Claims
- 1. A multi-processor unit comprising:
a set of processing clusters; a data ring coupled to each processing cluster in said set of processing clusters; a snoop controller adapted to process memory requests from processing clusters in said set of processing clusters; and a snoop ring coupled to said snoop controller and each processing cluster in said set of processing clusters.
- 2. The multi-processor unit of claim 1, including:
a set of point-to-point links, each coupling a respective processing cluster in said set of processing clusters to said snoop controller, wherein each processing cluster in said set of processing clusters provides said memory requests to said snoop controller via a point-to-point link in said set of point-to-point links.
- 3. The multi-processor unit of claim 1, wherein each processing cluster in said set of processing clusters includes:
a set of compute engines; and a set of cache memory coupled to said set of compute engines, wherein said set of cache memory includes:
a set of first tier cache memory coupled to said set of compute engines; and a second tier cache memory coupled to each first tier cache memory in said set of first tier cache memory, said data ring, and said snoop ring.

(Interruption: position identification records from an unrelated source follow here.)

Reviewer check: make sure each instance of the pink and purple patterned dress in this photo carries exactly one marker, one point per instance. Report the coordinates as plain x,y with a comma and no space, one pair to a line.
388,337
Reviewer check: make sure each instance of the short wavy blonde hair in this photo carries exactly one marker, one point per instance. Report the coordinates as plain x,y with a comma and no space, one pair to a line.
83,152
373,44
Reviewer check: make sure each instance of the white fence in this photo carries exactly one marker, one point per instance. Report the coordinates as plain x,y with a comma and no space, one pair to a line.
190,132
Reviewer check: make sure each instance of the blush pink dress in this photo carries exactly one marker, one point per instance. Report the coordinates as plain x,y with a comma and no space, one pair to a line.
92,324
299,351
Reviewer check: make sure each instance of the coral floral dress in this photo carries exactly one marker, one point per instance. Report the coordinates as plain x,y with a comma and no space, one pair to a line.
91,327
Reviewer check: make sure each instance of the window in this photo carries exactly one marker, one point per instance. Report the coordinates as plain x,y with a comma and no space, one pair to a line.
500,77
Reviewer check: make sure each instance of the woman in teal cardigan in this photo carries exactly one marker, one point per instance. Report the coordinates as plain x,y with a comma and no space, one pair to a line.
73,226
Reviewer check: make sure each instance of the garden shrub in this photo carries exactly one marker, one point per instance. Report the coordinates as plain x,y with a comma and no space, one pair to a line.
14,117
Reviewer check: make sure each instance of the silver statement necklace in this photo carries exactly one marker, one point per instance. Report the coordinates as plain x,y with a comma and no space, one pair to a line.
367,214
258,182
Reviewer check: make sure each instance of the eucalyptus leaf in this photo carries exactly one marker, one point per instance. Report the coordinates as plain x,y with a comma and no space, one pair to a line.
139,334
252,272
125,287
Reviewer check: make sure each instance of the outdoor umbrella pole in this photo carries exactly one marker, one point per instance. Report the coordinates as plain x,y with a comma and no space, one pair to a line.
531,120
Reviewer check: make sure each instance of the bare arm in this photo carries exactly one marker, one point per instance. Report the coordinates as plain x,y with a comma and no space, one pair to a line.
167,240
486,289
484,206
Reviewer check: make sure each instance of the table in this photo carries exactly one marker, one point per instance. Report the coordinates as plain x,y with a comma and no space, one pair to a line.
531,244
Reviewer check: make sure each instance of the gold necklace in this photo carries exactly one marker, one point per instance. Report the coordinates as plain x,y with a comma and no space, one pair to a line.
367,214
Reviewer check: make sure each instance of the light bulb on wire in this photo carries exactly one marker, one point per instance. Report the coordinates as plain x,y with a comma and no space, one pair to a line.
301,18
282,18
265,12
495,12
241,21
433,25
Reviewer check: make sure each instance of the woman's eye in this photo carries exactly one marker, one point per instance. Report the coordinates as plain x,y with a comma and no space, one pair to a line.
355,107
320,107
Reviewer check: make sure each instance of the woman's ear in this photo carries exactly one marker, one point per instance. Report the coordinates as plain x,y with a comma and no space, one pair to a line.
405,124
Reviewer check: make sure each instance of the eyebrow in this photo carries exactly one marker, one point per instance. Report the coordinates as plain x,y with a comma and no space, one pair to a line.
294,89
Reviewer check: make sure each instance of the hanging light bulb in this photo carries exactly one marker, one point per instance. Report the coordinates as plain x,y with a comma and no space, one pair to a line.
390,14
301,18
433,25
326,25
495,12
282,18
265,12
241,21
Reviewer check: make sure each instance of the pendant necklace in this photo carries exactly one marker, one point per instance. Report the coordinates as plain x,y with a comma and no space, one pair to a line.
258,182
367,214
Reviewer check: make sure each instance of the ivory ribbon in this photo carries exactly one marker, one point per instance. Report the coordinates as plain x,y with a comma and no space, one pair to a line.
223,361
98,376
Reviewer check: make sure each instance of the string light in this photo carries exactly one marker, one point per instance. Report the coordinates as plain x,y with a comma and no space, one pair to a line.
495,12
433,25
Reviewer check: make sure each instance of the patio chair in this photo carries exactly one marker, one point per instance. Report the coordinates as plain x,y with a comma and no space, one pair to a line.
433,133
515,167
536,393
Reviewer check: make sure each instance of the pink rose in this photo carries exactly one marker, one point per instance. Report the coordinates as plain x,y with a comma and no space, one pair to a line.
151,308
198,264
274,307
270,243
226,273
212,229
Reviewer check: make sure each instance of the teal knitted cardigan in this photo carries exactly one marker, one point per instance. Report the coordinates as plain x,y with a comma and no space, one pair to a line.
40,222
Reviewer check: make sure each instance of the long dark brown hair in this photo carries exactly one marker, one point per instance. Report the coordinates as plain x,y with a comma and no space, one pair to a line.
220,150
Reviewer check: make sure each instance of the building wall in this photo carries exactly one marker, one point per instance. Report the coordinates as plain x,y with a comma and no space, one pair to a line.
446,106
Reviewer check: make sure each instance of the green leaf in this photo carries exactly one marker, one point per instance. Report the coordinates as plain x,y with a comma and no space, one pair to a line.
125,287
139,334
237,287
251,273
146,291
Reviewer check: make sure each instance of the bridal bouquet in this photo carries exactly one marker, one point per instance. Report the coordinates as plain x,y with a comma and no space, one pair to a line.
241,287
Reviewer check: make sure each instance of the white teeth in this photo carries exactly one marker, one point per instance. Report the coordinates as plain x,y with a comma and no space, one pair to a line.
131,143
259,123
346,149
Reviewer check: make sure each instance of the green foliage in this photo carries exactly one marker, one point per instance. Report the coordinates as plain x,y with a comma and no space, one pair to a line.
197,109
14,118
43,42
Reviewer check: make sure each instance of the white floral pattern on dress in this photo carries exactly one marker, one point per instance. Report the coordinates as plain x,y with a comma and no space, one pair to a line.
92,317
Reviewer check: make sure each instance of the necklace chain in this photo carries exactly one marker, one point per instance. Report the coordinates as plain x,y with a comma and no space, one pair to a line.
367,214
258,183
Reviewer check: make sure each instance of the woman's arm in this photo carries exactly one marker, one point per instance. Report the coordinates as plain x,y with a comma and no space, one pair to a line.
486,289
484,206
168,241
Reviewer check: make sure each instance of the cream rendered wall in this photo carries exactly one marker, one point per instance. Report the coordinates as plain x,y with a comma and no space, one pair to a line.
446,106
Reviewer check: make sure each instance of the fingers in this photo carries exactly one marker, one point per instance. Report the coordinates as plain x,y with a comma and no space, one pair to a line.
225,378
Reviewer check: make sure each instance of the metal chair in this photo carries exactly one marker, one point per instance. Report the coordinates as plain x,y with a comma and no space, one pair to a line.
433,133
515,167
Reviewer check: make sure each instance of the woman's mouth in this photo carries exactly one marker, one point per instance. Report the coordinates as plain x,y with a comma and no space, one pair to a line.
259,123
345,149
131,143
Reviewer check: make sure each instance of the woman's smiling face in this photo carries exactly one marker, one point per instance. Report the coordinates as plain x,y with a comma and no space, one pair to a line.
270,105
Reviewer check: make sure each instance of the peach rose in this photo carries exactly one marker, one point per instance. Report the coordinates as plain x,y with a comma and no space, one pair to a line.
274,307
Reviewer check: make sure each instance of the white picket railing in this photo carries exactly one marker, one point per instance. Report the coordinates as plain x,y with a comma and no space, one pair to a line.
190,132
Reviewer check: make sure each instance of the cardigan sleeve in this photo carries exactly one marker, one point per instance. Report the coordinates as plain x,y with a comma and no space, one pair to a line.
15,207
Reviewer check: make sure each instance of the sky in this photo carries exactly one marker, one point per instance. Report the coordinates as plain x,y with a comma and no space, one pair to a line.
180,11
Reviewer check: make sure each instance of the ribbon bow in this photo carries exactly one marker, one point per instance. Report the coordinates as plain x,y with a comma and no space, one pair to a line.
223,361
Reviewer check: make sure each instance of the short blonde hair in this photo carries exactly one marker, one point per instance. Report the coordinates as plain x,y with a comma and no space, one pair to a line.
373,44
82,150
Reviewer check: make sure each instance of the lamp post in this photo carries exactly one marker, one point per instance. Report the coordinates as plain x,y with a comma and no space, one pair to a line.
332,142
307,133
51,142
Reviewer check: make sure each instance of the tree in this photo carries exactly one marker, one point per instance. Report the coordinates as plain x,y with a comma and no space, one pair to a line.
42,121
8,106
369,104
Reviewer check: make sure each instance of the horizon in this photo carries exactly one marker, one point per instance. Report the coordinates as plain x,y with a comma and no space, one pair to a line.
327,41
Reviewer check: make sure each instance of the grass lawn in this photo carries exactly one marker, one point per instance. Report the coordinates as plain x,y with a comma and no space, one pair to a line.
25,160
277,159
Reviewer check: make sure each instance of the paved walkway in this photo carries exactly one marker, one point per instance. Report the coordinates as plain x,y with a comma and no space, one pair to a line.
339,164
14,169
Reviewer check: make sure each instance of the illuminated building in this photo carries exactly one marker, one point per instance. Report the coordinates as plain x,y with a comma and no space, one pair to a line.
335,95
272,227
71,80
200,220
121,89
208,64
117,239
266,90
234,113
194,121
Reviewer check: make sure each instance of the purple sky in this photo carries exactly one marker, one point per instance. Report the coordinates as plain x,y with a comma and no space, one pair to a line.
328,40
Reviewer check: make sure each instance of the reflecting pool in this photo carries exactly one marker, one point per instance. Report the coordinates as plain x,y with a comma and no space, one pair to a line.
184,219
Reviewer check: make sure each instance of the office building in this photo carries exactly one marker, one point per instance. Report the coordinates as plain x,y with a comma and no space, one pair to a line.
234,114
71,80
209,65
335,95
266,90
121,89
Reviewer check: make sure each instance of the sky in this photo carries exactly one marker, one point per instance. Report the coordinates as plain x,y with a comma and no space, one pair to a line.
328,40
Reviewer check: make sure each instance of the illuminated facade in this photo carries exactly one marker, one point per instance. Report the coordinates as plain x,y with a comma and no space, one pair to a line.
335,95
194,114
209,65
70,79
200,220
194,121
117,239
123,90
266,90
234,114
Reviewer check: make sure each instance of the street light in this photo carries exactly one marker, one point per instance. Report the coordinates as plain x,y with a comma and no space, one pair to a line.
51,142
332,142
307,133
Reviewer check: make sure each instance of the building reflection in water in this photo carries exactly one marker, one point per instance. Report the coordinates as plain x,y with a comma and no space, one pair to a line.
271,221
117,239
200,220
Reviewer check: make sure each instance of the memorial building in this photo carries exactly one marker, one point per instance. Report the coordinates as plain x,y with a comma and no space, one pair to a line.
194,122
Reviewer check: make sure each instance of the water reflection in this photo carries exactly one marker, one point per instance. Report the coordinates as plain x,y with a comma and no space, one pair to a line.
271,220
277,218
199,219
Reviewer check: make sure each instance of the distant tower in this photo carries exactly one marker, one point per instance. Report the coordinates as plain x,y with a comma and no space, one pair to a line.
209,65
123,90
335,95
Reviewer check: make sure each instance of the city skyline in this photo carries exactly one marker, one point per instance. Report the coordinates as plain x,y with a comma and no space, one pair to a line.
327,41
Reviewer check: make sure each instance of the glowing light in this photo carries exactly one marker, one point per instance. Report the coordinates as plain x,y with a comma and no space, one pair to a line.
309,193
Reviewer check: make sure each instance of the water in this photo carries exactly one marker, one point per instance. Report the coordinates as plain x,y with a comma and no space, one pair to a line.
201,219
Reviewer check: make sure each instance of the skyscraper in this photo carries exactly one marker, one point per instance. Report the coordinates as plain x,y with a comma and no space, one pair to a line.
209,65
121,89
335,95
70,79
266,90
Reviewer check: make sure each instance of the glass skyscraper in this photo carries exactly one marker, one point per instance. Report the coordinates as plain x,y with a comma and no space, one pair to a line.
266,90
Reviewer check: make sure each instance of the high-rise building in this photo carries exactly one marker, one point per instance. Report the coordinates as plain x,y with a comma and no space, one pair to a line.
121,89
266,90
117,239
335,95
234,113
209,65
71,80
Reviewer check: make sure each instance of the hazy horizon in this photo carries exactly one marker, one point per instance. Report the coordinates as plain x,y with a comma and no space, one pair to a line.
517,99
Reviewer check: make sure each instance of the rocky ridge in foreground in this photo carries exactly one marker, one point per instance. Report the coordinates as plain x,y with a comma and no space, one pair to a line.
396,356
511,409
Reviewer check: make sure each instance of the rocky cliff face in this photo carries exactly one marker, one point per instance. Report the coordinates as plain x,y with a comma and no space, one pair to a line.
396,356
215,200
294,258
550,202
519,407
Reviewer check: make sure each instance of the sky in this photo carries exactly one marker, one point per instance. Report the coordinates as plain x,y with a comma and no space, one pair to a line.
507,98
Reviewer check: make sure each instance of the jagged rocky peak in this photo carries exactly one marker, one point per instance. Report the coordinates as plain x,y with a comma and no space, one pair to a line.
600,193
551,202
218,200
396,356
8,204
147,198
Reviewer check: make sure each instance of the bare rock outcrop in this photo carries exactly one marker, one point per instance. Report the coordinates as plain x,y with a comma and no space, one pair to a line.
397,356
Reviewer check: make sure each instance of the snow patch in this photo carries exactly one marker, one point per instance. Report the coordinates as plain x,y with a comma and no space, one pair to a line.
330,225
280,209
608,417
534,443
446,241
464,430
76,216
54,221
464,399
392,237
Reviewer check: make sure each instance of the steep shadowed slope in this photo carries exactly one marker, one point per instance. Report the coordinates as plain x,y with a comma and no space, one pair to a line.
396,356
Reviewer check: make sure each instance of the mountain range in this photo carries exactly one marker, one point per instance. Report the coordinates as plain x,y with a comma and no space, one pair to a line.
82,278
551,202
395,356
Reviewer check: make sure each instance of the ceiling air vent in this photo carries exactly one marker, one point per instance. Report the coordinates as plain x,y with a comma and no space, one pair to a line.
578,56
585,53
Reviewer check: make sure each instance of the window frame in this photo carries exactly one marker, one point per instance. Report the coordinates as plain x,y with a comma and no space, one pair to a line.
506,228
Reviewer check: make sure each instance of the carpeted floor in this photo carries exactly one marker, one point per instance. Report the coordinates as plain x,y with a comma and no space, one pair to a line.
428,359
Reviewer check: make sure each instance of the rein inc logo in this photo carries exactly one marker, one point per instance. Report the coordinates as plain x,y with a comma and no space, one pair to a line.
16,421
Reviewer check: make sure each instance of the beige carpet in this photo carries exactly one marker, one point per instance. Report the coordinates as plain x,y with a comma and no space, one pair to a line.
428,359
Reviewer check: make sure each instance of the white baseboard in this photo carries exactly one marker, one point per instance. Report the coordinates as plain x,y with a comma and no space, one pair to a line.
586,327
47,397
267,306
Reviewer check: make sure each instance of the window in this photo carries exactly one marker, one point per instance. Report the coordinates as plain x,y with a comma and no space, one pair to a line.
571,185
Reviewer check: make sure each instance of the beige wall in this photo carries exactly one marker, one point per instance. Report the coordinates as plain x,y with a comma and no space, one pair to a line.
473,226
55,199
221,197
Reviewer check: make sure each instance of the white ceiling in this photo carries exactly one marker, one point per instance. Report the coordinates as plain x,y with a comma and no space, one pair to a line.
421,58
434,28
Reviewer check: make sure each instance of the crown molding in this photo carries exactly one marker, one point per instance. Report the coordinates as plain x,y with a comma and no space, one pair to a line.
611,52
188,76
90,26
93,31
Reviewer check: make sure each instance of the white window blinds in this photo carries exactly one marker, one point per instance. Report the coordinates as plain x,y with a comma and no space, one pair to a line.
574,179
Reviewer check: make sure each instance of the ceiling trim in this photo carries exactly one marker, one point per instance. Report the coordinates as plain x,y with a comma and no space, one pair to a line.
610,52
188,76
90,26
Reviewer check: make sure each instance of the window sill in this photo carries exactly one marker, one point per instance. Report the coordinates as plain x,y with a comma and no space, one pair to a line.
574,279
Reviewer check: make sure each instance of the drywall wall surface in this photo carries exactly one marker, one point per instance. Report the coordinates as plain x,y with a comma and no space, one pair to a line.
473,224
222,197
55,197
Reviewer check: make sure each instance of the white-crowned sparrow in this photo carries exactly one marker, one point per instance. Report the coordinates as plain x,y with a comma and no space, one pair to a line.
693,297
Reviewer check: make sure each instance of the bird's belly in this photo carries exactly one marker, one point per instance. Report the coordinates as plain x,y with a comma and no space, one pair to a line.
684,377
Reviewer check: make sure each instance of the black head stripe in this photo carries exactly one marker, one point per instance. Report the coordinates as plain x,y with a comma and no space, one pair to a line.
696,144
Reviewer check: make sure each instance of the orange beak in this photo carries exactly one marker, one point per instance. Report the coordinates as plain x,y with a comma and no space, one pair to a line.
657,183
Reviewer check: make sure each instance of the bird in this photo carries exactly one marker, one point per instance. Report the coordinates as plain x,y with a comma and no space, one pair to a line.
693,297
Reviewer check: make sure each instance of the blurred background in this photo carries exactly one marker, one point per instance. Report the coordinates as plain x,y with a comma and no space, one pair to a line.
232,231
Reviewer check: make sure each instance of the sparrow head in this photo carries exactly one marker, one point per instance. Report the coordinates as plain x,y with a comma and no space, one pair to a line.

- 4. The multi-processor unit of claim 3, wherein said second tier cache memory includes:
a first set of request queues coupled to said set of first tier cache memory; and a snoop request queue coupled to said snoop ring.
- 5. The multi-processor unit of claim 4, wherein said second tier cache memory includes:
request selection logic coupled to said first set of request queues, said snoop request queue, and a fill request from said data ring.
- 6. The multi-processor unit of claim 4, wherein said first set of request queues maintains a set of memory request entries corresponding to memory requests from said set of first tier cache memory, wherein a memory request entry in said set of memory request entries includes:
a dependency field identifying memory access operations for said second tier cache memory to perform before servicing a memory access operation identified by said memory request entry.
- 7. The multi-processor unit of claim 4, wherein said first set of request queues maintains a set of memory request entries corresponding to memory requests from said set of first tier cache memory, wherein a memory request entry in said set of memory request entries includes:
a sleep field indicating whether said memory request entry has been placed in a sleep mode, wherein said sleep mode prevents said memory request entry from being serviced by said second tier cache memory.
- 8. The multi-processor unit of claim 4, wherein said second tier cache memory services memory request entries in said first set of request queues based on a set of programmable criteria.
- 9. The multi-processor unit of claim 8, wherein said set of programmable criteria includes a time period a memory request entry has been pending in said first set of request queues and a type of operation specified by a memory request entry in said first set of request queues.
- 10. The multi-processor unit of claim 4, wherein said snoop request queue maintains a set of snoop request entries corresponding to requests made by said snoop controller, wherein a snoop request entry in said set of snoop request entries includes:
a cluster field identifying a processing cluster that issued a first memory request corresponding to said snoop request entry, a memory request field identifying said first memory request, an identification field identifying said snoop request entry, an address identifying a requested memory location, and an opcode field identifying a type of snoop request.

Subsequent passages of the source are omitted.